In fact, the library recently instituted a password log-on system, to keep people from inadvertently using bandwidth with the smart phones in their pockets.

“Things are changing so fast in the library world these days,” said Crowell, who started in 1977, when the library was in a small cape on Black Point Road, and now heads up a staff of 22, mostly part-timers.

As in Cape Elizabeth, which also is testing the limits of its library facilities, library officials in Scarborough report taking on the role of community and cultural center in recent years. For that reason, and because it’s tough to craft a five- or 10-year plan in a world where technology changes every six months, library officials are seeking public input.

Based on what they hear over the next few months, the library’s strategic planning committee hopes to have a new long-range plan prepared by September.

“I think we’re going to come out with some short-term and long-term goals,” said Kelleher. “I think they’ll be staggered in. We have to be realistic due to the economy, but the board is very excited about this.

“We think we have a very well-run, very conservatively financed organization that is the centerpiece of the town and we’d like to make sure it’s still there down the road as an integral part of Scarborough.

The library operates on a $930,000 annual budget, 86 percent of which is provided by the taxpayers via a town donation. But for that, the library ran roughly 270 programs last year for adults and children – such as genealogy classes, reading clubs, geographic and historical presentations, tax preparation help and movie nights – in addition to circulating 223,000 items. Crowell said that at the retail price of each item (for example, $22 for each of the 88,570 books borrowed last year) the library provided a little more than $4 million in lending services alone.

“Although we’re becoming more and more of a community building,” said Janak, “with the economy the way it is, the library is still a great place for people to come in and use something that doesn’t cost them a penny.”

“The role of the library has definitely changed over the generations,” said Hellerman. “You don’t just quietly tip-toe in and look trough the card catalog any more and sit and read a book.”




A CLOSER LOOK
Upcoming “stakeholder” group meetings to be staged by Scarborough Public Library trustees, as part of a listening tour designed to help craft a new long-range plan. Contact Library Director Nancy Crowell for more information, or to submit your own concerns, by emailing nec@scarborough.lib.me.us.

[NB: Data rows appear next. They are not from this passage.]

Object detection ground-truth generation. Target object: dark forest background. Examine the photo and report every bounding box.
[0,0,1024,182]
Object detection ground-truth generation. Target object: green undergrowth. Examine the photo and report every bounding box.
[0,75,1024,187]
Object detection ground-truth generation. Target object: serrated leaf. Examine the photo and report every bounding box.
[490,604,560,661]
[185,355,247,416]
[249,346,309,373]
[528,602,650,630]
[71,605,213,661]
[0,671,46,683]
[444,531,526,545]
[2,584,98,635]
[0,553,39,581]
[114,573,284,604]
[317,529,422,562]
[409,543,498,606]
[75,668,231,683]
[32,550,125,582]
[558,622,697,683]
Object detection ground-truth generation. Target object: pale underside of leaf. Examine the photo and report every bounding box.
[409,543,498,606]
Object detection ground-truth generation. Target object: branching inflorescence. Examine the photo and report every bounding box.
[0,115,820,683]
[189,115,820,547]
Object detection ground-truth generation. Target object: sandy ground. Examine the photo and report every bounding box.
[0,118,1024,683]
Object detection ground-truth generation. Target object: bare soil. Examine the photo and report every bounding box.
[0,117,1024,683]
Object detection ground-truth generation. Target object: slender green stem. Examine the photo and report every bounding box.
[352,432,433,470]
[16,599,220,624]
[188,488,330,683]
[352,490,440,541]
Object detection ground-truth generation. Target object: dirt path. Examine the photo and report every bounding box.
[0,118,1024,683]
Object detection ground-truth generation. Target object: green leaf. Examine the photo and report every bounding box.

• March 2 – business community
• March 8 – school staff
• March 16 – consumers/providers of senior services
• March 23 – Friends of the Library board members
• March 30 – “A mix of interests”

Participants are asked to reply to the following six focus group questions:
• What aspects of the library do you value most?
• What new services or features would you most appreciate?
• What is the role of the library in this community?
• What changes must the library make to remain relevant in the next five to 10 years?
• What improvements would you like to see?
• What do you see in the future for the Scarborough Public Library?